The graph on page 75 of the textbook shows how the cones and rods are distributed across the retina. What phenomena does this distribution explain?

The distribution explains phenomena such as the blind spot and why we can distinguish shapes but not colour at the periphery of our vision, ie when the light rays are focused on the edge of the retina

Comment on the distribution of rods across the retina of the human left eye

There are more rods at the right side of the retina (closer to centre of head) compared to the left. This facilitates peripheral vision on the left side of the head - the converse arrangement exists in the right eye.

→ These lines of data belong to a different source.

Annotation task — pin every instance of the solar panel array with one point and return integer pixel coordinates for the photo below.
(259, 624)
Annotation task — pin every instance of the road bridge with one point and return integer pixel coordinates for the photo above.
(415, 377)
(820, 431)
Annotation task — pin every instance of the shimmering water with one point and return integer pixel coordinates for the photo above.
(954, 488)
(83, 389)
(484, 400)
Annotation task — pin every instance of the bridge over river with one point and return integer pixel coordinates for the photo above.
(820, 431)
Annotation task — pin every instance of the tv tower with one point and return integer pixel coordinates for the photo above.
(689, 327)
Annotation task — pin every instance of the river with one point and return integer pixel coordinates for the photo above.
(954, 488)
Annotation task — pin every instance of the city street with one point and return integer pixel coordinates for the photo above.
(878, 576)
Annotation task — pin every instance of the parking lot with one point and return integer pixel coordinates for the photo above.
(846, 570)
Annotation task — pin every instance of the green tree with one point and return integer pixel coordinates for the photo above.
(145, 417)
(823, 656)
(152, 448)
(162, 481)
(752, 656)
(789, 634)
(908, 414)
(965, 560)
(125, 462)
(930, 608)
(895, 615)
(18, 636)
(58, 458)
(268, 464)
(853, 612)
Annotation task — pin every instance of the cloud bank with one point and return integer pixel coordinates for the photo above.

The presence of two eyes in mammals provides what type of vision?

Binocular or stereoscopic vision

What is the advantage of the two eyes creating a single image?

If the two eyes create a single image it allows accurate judgement of distance. Stereoscopic vision, the ability to form three-dimensional images, is also possible.

Comment on the position of the eyes in humans and other primates

In humans and other primates, and also in most predatory species, the eyes are positioned on the front of the head.

In humans and other primates, and also in most predatory species, the eyes are positioned on the front of the head. What is the advantage of this?

This facilitates excellent judgement of distance and 3-D vision.

Comment on the position of the eyes in prey species

Many prey species, such as rabbits, have their eyes positioned on the side of their heads rather than at the front.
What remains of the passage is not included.